Review of this lovely small Metropolitan Museum show by Sharon Lorenzo
Design for Eternity is a show at the Metropolitan Museum that has brought together loans from many public and private collections in the Americas to explore funerary objects and traditions from cultures that thrived before European contact. It is a beautiful small installation with as much explanation as scholars can provide since the usage of many of these items remains a mystery to be solved in the years ahead.
Pre-Columbian architectural models made of ceramic, stone, wood or metal are often called effigies as most of them have been found in burial sites. They have both fascinated scholars and stumped them as to their real use and significance. Some have suggested that they were houses for the wandering soul of the deceased or used in funerary ceremonies as vessels for the next life
House Model, Nayarit, Mexico. 100-300 AD
In this example, we can see a guest arriving at the door of a two story ceramic home where the dog is at the lower entry sniffing the food which is being prepared under the thatched roof hut. The peaked roof has an almost oriental tilt to its design.
Temple Model, Mezcala Style, Mexico, 200-800 AD.

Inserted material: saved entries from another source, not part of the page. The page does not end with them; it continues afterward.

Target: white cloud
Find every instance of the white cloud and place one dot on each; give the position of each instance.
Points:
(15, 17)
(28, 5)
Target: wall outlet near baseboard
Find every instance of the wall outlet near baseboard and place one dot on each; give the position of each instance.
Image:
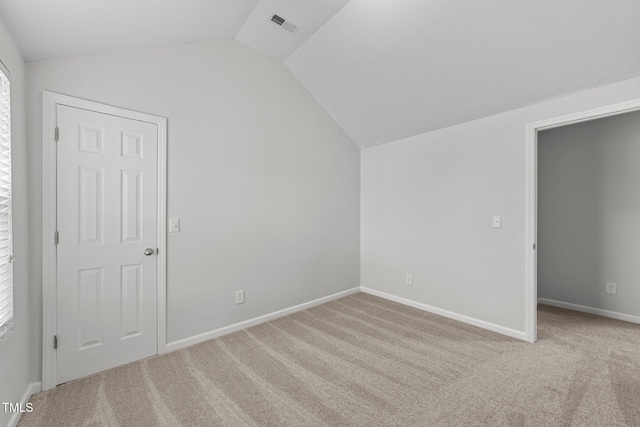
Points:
(610, 288)
(240, 297)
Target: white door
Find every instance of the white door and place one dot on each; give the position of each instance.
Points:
(107, 184)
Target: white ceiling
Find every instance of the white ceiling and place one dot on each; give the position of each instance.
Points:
(59, 28)
(391, 69)
(262, 34)
(383, 69)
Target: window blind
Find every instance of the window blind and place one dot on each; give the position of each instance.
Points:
(6, 246)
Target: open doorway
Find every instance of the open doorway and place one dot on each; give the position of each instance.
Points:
(565, 218)
(589, 217)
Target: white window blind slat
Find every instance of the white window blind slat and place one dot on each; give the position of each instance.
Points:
(6, 238)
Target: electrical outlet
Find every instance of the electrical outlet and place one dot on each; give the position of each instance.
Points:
(610, 288)
(240, 297)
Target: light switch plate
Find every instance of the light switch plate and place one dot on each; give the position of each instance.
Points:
(610, 288)
(174, 225)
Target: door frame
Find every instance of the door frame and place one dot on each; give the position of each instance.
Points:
(51, 101)
(531, 198)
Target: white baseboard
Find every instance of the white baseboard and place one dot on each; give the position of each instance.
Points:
(32, 389)
(591, 310)
(196, 339)
(449, 314)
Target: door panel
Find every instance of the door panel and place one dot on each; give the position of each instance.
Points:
(107, 216)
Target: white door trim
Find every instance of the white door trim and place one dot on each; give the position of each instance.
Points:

While the ceramic effigy seems to model the life of the villages, the stone temple models such as this one found in a burial in western Mexico are less clear as to their intended purpose. One scholar has suggested that they were offerings to the dead, and another suggests that it is a symbol of the supreme authority of the deceased.

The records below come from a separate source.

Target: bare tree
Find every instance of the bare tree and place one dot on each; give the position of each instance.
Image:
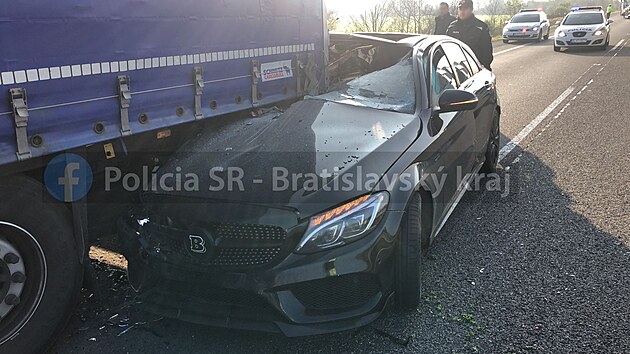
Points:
(374, 20)
(412, 16)
(513, 6)
(332, 20)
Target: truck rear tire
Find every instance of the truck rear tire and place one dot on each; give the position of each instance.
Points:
(40, 271)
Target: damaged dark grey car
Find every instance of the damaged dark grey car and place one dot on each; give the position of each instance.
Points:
(314, 219)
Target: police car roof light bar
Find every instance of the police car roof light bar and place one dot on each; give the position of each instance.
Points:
(584, 8)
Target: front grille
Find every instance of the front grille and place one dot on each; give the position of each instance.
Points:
(583, 43)
(235, 245)
(337, 293)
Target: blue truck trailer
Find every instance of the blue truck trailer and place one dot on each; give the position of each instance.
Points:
(85, 83)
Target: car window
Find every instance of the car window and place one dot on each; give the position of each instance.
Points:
(442, 77)
(584, 19)
(526, 18)
(474, 66)
(458, 61)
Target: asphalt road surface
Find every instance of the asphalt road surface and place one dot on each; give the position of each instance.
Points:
(544, 268)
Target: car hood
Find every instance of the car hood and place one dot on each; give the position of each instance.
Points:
(286, 159)
(580, 28)
(518, 26)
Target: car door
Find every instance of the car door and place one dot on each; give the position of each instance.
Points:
(456, 141)
(481, 83)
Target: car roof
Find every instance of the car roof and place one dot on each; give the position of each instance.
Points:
(403, 39)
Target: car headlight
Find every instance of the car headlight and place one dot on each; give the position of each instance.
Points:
(344, 224)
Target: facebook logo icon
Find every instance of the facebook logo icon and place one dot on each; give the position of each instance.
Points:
(68, 177)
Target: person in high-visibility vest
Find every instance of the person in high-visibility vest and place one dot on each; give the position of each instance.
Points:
(609, 11)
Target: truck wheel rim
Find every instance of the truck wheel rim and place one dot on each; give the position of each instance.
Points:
(23, 276)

Vessel from the Moche Culture, Peru. 400-600 AD
This highly decorated vessel appears to have both snails and cats decorating its rising circular platform which culminate in the effigy of the deceased seated on top as a distinguished personality. The open spout suggests that it was either used as a whistle or perhaps to store liquids such as the local beverage known as “ chicha.” This Moche culture flourished on the northern coast of Peru.

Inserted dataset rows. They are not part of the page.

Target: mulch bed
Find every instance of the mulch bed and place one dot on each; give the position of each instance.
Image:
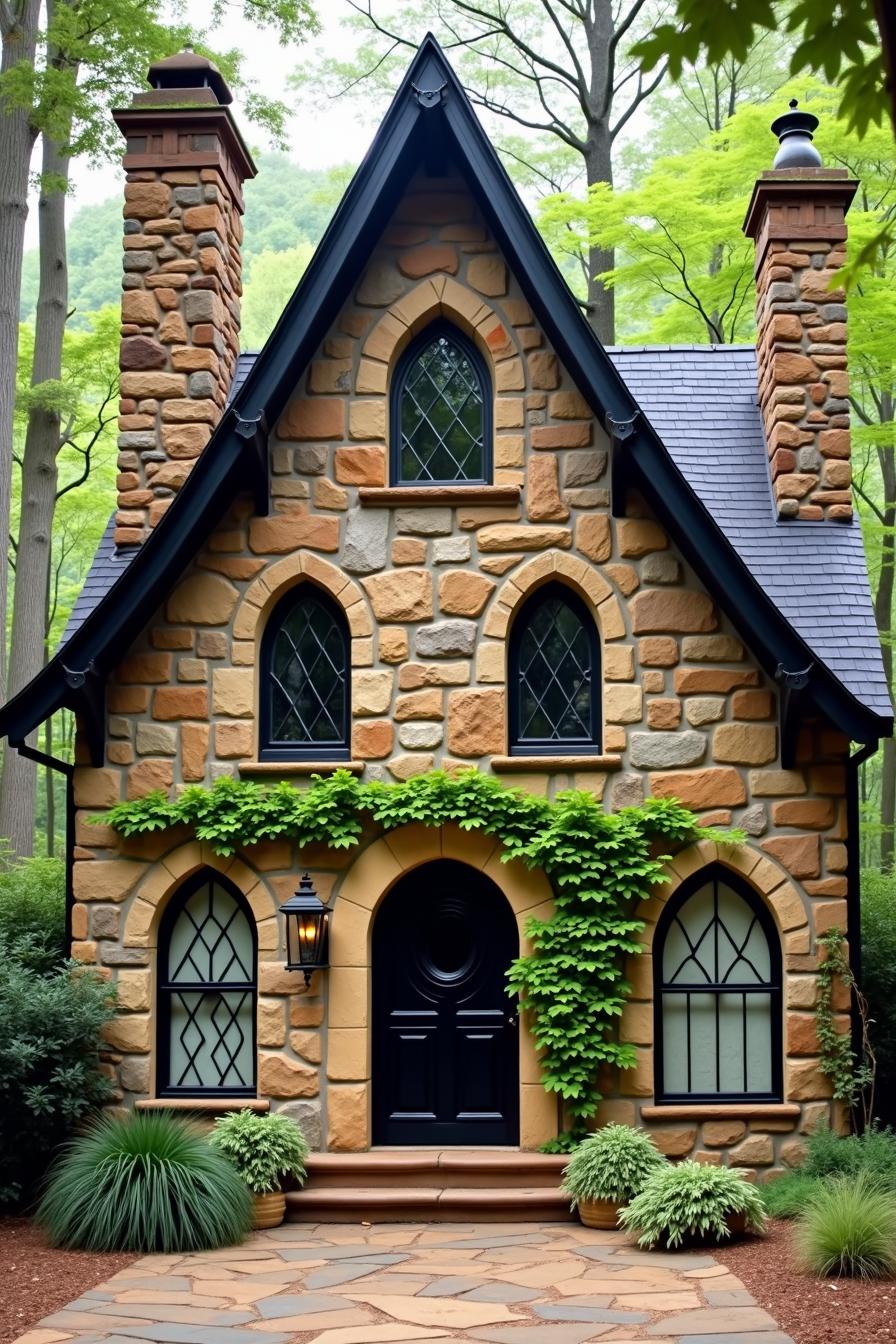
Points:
(813, 1311)
(38, 1280)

One of the most spectacular models in this exhibition is made out of silver from 1300-1500 AD from the Chimu culture in Peru. This bottle shape might also have been used for a ritual drinking ceremony. We can see a central figure with a crown and two attendants at his feet seated on what appear to be temple steps.
Silver stirrup vessel, Chimu culture, 1300-1500 AD
Some of these vessels were found with images of what look like mummies which are bound in cloth decorated with pieces of shell. Their presence adds to the theory that these elite burials had ritual meaning for both the living and their deceased ancestors. Design for Eternity shows us how diverse and sophisticated the funerary practices were in Mesoamerican communities before the arrival of European cultures.
The Metropolitan Museum of Art– October 26, 2015 to September 18,2016
 Joanne Pillsbury, Building for the Beyond: Architectural Models from the Ancient Americas, Design for Eternity, The Metropolitan Museum, 2015 pp. 23.
 Juliet Wiersema, The Art of Ancient Andean Architectural Representations,Design for Eternity, pp. 71.